If and when CRE goes south, big banks will take relatively small losses while the small banks will get devastated. This precarious position at the regionals is unlikely to change because of their current conundrum: they need to attract more deposits, but that requires paying higher interest rates to depositors. But paying higher interest rates requires steadily replacing low-interest rate loans with high-interest rate ones, and consumers are quickly losing their appetite for borrowing at today’s prohibitively expensive rates. The real estate market, and credit markets more broadly, are already freezing up and the problem is poised to worsen.
Regional banks are also torn between keeping cash on hand and loaning it out. In March, the poorly positioned regionals flocked to the Fed’s new Bank Term Funding Program and borrowed $100 billion using devalued assets “revalued” at par as collateral to pay panicked depositors. Conversely, the deposit flight found a landing strip at the big banks where both deposits and cash on hand climbed rapidly.
This means the troubled banks have only temporarily increased their cash positions while the healthier banks have permanently increased theirs. The ratio of cash to deposits is important because banks need cash to pay depositors. If banks don’t have enough, they need to liquidate assets to raise cash. That’s what got many regional banks into trouble in March and the underlying conditions haven’t changed today.
The problem is compounded by the fact that regional banks will be bumping up against their reserve constraint (approximated by blue line in chart below) once the emergency lending from the Fed expires. In fact, if those loans had to be repaid today, the troubled banks would immediately need to raise billions in capital to increase their cash position or sell off billions in other assets. Of course, the latter is what got them into trouble because their assets have lost value from failing to hedge against interest rate risk.
The regional banks are already beaten up and now they’re holding a ticking time bomb called CRE. But there’s still an outside chance that things work out for almost everyone involved: converting empty office space to housing.

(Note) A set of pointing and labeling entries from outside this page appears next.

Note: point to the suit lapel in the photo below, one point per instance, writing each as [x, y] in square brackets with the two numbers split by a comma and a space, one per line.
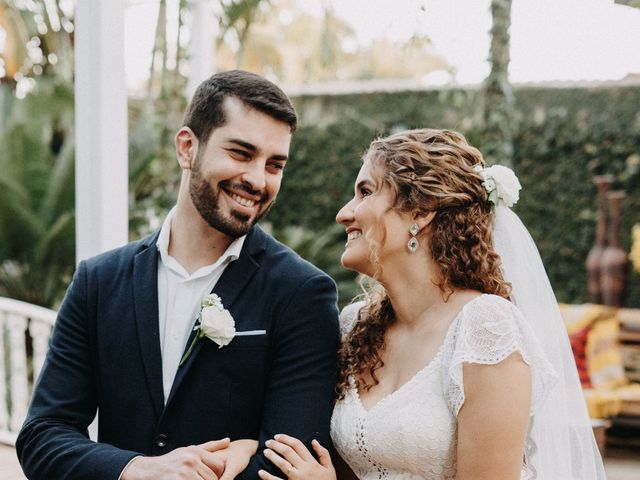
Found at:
[228, 287]
[145, 295]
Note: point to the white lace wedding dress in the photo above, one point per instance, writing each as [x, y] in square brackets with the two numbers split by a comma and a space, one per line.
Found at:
[411, 433]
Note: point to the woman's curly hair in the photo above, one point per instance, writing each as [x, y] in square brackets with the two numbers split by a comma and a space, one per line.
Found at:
[428, 171]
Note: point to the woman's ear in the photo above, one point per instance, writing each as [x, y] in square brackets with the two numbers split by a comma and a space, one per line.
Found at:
[186, 147]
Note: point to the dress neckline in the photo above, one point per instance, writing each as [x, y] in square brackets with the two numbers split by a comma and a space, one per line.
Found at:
[429, 366]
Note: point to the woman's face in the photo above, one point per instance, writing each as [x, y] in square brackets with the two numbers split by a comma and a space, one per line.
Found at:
[372, 225]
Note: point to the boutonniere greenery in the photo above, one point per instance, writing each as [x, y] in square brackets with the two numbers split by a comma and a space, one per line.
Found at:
[214, 322]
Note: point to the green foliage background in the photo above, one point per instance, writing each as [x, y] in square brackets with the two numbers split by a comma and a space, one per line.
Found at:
[562, 137]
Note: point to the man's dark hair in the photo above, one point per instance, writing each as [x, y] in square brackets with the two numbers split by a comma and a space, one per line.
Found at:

With such high prices today for both houses and apartments, converting vacant CRE into condominiums, apartments, etc. could save the sector. Even with construction price indexes near all-time highs, a cheaply acquired property (like the former owner walking away from a loan) might still be convertible at a profit. That would help solve the housing shortage and possibly save the regional banks.
But what are the odds of drawing that outside straight?
Converting office space to residential, though possible is extremely expensive due to plumbing needs for residential vs commercial.
I just can’t see turning office buildings into hosing will help. It just sounds too expensive to be the feasible, and the cost to do so will make the rent insanely expensive. Things are already too expensive.